Rossdale grew up in Kilburn. His parents separated when he was five, and he and his two sisters were brought up by their GP father. Exactly when Rossdale turned five is open to question. He tells me he is 33, but those who remember him from the clubbing scene of the early Eighties (he hung out with Marilyn and Boy George) insist he is at least 37. And I went to the same school as Rossdale - Westminster - but can't remember him, although he should have been in the year above me. Later, contemporaries confirm he was five years above me.

At the mention of the posh public school, Rossdale turns pale under his tan. "The rock press hate the fact I went to Westminster," he sighs. "It's absurd that people are so mean about it. Anyway, I was such a fucking outsider there, it was just grim. I grew up in a really rough area and that's where all my friends were. But my Dad thought it was important I should have a good education. I should have told him I was going to be a rock star. In the end they tried to get rid of me. I left when I was 17, literally ran out of the gates."

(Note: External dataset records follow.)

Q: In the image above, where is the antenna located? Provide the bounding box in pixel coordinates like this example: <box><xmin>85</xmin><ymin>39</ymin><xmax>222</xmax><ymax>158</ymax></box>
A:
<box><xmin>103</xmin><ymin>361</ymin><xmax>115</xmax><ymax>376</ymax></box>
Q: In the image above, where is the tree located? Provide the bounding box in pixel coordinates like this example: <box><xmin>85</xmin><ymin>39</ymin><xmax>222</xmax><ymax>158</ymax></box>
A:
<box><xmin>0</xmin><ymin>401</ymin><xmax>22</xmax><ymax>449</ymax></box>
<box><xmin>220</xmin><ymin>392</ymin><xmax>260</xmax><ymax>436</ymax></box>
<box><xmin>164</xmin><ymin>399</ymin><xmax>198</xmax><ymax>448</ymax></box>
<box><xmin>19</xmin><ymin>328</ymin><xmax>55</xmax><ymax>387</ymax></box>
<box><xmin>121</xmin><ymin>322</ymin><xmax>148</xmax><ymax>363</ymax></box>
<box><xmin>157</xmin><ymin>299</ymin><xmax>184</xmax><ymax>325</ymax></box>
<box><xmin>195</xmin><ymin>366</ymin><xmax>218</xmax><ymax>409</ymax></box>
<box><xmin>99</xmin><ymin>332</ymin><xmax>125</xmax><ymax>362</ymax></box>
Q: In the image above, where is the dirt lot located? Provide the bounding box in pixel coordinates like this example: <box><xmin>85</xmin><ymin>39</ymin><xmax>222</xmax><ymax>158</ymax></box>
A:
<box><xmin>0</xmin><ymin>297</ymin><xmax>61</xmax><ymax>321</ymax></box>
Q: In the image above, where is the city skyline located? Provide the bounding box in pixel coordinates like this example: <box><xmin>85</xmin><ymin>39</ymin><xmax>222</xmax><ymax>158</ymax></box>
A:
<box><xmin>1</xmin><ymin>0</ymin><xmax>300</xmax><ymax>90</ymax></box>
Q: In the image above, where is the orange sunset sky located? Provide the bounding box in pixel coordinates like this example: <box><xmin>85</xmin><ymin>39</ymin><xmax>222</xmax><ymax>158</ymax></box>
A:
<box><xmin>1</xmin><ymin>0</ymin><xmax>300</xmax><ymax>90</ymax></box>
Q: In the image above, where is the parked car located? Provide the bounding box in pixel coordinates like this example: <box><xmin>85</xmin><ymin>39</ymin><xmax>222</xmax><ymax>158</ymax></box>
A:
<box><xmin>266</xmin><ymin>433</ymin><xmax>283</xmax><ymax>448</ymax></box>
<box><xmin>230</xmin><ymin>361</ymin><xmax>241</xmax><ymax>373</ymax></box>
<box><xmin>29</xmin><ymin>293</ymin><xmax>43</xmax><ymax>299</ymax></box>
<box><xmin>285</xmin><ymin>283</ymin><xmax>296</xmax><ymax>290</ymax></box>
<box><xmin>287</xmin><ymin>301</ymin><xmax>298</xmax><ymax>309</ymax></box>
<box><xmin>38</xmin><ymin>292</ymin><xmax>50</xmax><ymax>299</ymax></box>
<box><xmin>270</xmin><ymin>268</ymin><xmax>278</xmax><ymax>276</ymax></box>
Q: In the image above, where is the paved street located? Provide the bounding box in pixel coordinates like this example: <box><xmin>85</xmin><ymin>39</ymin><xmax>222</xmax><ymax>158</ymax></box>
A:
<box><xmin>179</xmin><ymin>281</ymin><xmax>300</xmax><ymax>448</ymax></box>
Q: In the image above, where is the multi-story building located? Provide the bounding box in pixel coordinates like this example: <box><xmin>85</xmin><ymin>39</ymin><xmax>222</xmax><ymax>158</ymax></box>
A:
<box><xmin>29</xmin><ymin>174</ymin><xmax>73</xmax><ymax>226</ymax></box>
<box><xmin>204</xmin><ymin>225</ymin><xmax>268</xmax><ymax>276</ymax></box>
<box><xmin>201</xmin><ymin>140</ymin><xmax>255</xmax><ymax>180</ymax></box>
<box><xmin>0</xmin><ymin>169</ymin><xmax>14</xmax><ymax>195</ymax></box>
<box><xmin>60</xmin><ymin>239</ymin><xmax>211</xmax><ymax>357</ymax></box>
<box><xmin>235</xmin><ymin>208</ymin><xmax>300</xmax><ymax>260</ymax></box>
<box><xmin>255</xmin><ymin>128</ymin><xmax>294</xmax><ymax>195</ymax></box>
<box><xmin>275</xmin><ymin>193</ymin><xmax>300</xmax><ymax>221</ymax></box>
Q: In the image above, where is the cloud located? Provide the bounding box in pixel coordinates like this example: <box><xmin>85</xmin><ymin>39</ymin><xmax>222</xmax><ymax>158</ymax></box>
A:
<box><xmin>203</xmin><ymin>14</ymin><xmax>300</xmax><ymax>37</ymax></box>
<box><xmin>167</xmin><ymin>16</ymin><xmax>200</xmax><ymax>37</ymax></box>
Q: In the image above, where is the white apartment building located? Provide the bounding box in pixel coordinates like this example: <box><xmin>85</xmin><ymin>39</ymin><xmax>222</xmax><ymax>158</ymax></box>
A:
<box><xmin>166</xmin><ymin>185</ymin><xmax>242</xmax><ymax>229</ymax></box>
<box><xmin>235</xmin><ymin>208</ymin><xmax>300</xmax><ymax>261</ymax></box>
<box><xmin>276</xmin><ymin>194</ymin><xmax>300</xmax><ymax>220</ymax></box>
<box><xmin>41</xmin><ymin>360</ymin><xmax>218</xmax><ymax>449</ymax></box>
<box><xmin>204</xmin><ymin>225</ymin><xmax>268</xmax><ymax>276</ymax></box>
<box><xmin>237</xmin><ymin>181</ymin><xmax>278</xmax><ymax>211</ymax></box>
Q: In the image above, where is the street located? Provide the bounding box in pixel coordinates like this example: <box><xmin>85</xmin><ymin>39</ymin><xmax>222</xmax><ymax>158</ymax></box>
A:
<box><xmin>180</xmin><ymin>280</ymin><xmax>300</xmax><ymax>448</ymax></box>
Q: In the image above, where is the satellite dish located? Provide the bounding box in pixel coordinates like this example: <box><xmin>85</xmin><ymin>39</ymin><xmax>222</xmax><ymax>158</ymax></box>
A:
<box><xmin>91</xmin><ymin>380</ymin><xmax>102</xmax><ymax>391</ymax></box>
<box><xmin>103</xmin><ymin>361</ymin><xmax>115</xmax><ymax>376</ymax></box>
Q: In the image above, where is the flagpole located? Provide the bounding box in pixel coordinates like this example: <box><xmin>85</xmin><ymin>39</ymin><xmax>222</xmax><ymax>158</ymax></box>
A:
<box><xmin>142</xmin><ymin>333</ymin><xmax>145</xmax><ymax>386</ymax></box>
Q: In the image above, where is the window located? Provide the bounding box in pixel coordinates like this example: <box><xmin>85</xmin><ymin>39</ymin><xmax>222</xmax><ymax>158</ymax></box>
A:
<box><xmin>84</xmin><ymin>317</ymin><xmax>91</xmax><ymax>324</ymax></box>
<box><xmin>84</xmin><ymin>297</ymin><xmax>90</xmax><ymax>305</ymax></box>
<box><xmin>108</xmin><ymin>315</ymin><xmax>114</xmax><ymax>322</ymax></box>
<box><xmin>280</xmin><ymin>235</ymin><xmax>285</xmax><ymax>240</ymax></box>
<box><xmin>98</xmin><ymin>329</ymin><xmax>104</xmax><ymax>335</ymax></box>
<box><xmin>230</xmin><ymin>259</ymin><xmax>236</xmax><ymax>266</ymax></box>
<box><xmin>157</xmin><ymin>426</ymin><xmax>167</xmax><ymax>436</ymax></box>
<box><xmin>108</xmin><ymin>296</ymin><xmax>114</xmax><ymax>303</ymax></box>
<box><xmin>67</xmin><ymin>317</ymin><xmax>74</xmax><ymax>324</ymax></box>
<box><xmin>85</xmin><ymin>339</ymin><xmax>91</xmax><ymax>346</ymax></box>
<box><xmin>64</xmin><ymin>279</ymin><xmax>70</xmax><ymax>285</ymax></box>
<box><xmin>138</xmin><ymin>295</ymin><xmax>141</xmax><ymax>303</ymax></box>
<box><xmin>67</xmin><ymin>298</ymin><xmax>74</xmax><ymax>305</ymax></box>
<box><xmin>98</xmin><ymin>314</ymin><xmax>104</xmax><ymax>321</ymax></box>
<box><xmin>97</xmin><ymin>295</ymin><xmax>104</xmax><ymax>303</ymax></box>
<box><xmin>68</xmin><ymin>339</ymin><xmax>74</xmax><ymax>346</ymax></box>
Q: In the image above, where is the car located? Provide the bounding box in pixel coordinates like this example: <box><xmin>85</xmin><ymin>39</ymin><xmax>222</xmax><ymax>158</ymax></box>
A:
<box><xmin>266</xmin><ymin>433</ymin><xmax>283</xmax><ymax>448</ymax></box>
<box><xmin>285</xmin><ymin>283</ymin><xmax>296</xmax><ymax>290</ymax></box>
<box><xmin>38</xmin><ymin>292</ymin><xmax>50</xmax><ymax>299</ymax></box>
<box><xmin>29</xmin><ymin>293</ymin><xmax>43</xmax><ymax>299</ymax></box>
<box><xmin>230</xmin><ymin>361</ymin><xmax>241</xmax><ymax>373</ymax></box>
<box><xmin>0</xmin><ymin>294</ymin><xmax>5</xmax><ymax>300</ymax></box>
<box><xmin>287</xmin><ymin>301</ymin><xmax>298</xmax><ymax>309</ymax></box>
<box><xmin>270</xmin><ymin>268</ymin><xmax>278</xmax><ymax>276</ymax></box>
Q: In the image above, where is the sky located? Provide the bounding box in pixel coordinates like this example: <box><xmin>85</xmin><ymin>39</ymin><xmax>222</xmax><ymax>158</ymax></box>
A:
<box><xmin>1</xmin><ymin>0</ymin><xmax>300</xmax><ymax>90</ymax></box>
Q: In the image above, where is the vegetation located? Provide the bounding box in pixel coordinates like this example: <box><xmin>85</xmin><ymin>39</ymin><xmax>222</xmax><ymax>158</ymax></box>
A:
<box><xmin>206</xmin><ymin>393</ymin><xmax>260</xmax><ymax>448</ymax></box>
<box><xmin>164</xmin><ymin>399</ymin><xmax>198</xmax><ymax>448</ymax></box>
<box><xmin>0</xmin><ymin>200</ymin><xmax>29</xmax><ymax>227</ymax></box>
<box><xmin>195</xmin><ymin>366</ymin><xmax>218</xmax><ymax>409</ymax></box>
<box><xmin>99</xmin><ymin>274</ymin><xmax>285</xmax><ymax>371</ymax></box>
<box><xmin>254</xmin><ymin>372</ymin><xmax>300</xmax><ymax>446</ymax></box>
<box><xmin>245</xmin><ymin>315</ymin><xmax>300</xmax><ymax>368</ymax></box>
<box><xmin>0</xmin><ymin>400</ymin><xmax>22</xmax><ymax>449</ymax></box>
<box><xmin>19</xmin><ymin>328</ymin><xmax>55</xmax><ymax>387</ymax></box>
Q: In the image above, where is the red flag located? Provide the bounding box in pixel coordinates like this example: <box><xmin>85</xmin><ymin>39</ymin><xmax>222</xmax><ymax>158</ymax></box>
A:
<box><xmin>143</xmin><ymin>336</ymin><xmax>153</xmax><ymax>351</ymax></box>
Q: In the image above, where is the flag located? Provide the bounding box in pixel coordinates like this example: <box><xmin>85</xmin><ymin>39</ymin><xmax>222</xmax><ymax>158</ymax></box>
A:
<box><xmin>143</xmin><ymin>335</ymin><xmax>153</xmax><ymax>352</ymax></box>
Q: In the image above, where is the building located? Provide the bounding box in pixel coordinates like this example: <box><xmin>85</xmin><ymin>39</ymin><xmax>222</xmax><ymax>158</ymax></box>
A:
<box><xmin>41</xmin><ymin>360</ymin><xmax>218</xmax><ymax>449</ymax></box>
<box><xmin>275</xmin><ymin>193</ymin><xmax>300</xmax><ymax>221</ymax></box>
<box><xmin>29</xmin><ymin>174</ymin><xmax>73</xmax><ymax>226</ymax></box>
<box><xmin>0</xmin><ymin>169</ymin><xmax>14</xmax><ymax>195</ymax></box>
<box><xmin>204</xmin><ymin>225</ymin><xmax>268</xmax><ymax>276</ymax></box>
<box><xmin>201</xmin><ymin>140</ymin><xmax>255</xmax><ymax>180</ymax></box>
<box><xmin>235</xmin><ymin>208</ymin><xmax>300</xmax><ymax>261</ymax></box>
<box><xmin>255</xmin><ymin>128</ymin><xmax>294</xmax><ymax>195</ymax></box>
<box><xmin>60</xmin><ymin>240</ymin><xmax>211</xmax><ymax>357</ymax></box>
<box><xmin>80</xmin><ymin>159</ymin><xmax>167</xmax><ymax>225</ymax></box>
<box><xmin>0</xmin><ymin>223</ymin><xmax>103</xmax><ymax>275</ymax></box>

Yet Rossdale did get something out of Westminster. "When you're surrounded by such intelligent people, it does make you articulate," he admits. Certainly, he's the only rock star I've met who discourses on Michel Houellebecq and James Joyce. Which is not to say he isn't a party boy. In fact, he's a bit of a fixture at the opening of envelopes - in the old days he used to escort Tara Palmer-Tomkinson.

His five-year relationship with Stefani, however, has been kept under closer wraps. It's been rocky in the past, owing to extended periods apart, but now the couple are making a big effort to be together as much as possible. "It was just getting stupid," he says. "It was like, 'What's the point?' So we both made the effort. But we've kept to ourselves. We haven't done a Hello! cover."

Did Hello! ask him? "Well, no actually. If they did they'd probably put Vanessa Feltz on the cover and then me inside. How sad is that?"

Golden State is released on eastwest records on 29 October.